14B - utensils, equipment and linens: properly stored, dried, handled
Regulation: 511-6-1.05(10)(e)1,2,4 - equipment, utensil, linens, stored 6" off floor in clean, dry location (c)
OBSERVATION: Metal food pans observed stacked wet in the storage area. CA: 2. Clean equipment and utensils shall be stored as specified under paragraph 1 of this subsection and shall be stored: (i) In a self-draining position that allows air drying; and (ii) Covered or inverted. Discussed with PIC to ensure that the clean equipment/dishes are air dried prior to stacking.
15A - food and nonfood-contact surfaces cleanable, properly designed, constructed, and used
Regulation: 511-6-1.05(2)(a) - equipment and utensils, constructed of durable materials (c)
OBSERVATION: dishmachine sink with leak. (a) Equipment and Utensils. Equipment and utensils shall be designed and constructed to be durable and to retain their characteristic qualities under normal use conditions.
15C - nonfood-contact surfaces clean
Regulation: 511-6-1.05(7)(a)2,3 - equipment, food/nonfood-contact surfaces, and utensils, food-contact surfaces of cooking equipment & nonfood-contact surfaces free of accumulations (c)
Observed several un-used pieces of equipment (old microwaves, upright cooler, well warmer on the server line) unclean to sight and touch. Unclean to sight and touch cooler gaskets, doors of coolers, interior bottom of the line prep top cooler with standing water.

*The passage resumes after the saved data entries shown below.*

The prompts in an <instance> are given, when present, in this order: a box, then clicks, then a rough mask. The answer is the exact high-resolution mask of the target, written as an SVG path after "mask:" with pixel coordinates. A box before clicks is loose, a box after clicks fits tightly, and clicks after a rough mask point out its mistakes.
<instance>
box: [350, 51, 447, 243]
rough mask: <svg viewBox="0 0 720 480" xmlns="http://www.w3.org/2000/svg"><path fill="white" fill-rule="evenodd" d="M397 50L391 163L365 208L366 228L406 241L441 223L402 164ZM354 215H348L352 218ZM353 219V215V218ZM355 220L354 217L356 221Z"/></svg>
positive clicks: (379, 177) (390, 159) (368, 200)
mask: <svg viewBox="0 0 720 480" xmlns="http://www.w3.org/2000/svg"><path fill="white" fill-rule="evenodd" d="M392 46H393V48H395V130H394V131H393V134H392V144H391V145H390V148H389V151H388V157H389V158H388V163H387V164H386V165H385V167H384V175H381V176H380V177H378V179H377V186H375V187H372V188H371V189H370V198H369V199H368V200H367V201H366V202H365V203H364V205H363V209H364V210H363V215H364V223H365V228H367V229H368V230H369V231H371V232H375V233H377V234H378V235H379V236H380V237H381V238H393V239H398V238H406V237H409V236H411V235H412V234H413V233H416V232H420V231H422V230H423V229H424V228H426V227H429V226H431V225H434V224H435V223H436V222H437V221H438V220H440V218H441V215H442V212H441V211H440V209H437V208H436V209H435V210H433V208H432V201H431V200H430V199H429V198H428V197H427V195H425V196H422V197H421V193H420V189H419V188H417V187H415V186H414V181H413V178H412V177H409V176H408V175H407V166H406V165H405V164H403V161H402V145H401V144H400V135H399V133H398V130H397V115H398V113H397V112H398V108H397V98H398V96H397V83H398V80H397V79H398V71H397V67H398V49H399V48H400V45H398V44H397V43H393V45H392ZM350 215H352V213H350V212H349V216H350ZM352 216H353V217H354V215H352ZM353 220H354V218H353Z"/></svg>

Shelves on the cook line unclean with food particles.
17C - physical facilities installed, maintained, and clean
Regulation: 511-6-1.07(5)(a),(b) - good repair, physical facilities maintained; cleaning, frequency & restrictions, cleaned often enough to keep them clean (c)
CA: (b) Cleaning, Frequency and Restrictions.
- The physical facilities shall be cleaned as often as necessary to keep them clean and by methods that prevent contamination of food products. OBSERVATION: Floor and wall in the dish pit area are unclean with debris and black build-up. Floor underneath and behind the fryers/prep cooler, in the rear storage area, are unclean with debris and grease build-up. Broken floor tiles with standing water in various locations in the kitchen.
17C - physical facilities installed, maintained, and clean
Regulation: 511-6-1.07(5)(n) - maintaining premises, free of unnecessary items/litter (c)
OBSERVATION: Equipment (unclean microwaves, upright cooler etc) that is no longer in use (broken) is stored on the premises. Some equipment has been removed but a continuation of removal is needed. (n) Maintaining Premises. The premises shall be free of items that are unnecessary to the operation or maintenance of the establishment, such as litter or equipment that is nonfunctional or no longer used and litter.